Uitspraak
STICHTING WONENBREBURG,
Rechtbank Zeeland-West-Brabant
In deze zaak heeft de kantonrechter van de Rechtbank Zeeland-West-Brabant op 3 september 2025 uitspraak gedaan in een civiele procedure tussen Stichting WonenBreburg en [gedaagde] en zijn vader. De zaak betreft de ontbinding van de huurovereenkomst en de ontruiming van de woning door huurachterstand. WonenBreburg vorderde ontbinding van de huurovereenkomst en ontruiming van het gehuurde, omdat [gedaagde] en zijn vader een huurachterstand hadden laten ontstaan van meer dan vier maanden. De kantonrechter heeft geoordeeld dat de vorderingen van WonenBreburg voorwaardelijk toewijsbaar zijn, wat betekent dat [gedaagde] en zijn vader de woning moeten verlaten als zij niet voldoen aan bepaalde voorwaarden.

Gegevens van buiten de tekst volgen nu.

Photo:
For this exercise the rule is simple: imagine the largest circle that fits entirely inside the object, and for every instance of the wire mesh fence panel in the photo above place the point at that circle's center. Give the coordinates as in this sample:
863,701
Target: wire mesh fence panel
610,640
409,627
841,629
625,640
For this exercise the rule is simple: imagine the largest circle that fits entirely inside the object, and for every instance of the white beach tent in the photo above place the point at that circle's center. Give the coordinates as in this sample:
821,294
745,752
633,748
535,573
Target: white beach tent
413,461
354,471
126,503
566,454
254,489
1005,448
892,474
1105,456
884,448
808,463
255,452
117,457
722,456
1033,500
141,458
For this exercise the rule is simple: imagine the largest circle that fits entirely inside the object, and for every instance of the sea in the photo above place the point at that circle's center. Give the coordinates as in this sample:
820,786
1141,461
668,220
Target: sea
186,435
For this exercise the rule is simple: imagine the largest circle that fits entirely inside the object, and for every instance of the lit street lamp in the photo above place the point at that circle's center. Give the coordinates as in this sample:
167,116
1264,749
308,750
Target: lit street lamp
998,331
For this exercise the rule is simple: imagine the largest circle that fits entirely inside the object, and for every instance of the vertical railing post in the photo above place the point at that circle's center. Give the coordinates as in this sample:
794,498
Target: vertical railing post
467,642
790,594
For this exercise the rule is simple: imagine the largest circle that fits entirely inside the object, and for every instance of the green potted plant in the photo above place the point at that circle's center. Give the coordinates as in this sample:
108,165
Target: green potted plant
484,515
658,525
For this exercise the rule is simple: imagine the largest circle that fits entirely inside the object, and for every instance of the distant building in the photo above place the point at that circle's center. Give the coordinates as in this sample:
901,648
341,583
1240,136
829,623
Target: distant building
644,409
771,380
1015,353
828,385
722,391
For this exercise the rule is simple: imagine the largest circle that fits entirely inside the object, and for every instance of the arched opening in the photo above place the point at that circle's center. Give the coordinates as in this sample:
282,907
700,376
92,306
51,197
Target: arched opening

De kantonrechter heeft vastgesteld dat [gedaagde] en zijn vader zich niet hebben gehouden aan hun verplichtingen uit de huurovereenkomst, wat leidt tot de conclusie dat de ontbinding van de huurovereenkomst gerechtvaardigd is. De persoonlijke omstandigheden van [gedaagde] zijn meegewogen, maar deze zijn niet voldoende om de vordering van WonenBreurg af te wijzen. De kantonrechter heeft de vordering tot betaling van de huurachterstand van € 2.558,07 toegewezen en de proceskosten vastgesteld op € 1.041,14. De uitspraak is uitvoerbaar bij voorraad, wat betekent dat WonenBreburg direct kan overgaan tot uitvoering van de uitspraak.